- Born: 02/09/1974
- Occupations: Joint Secretary, Department of Atomic Energy.
- Years active: April 2022 - present
- Organization: Government of India
- Notable work: Setup of Navi Mumbai Airport, Launching international programs to popularize Marathi
- Spouse: Sudip Verma
- Children: 1

= Prajakta Lavangare Verma =

Indian Administrative Service officer

Prajakata Lavangare Verma is an Indian Administrative Service officer.
She was Secretary at the Marathi Language Department, Ministry of Marathi Language and she started international programs for the Marathi department. She became first ever woman to hold Divisional Commissioner of Nagpur Division post in June 2021. She was later transferred to Ministry of Textiles as Joint Secretary.

==Early life==
Prajakata Lavangare Verma was born in a poor family. She worked hard to get education and received moral support from her family.

==Career==
She joined Indian Administrative Service in 2001.

===CEO of Ahmednagar===
Lavangare Verma focused on empowering women in Ahmednagar district and launched various programs for them.

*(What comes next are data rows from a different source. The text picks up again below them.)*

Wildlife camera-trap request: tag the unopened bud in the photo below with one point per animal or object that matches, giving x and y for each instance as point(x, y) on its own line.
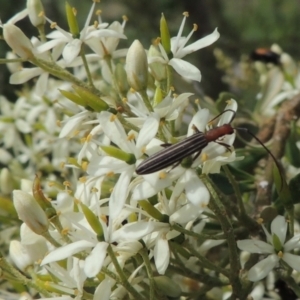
point(30, 212)
point(19, 255)
point(72, 21)
point(167, 286)
point(158, 69)
point(137, 66)
point(35, 12)
point(129, 158)
point(165, 35)
point(92, 100)
point(17, 41)
point(6, 181)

===Navi Mumbai International Airport Project===
Prajakata Lavangare Verma played an important role in the setup of Navi Mumbai Airport. Land acquisition was an issue as villagers were worried about rehabilitation. She took responsibility of 10 villages and they were rehabilitated during her tenure.

===Excise department===
She implemented various ambitious initiatives during her tenure at the Excise department. As Excise commissioner, she conducted raids in the Mumbai city to bust racket of bootleggers.

===Marathi language department===
Lavangare Verma joined Marathi language department in 2020. She started special programs to engage international Marathi diaspora. She launched various initiatives to popularize Marathi language outside India. US Consul General was felicitated for promoting US based organizations working in Marathi language.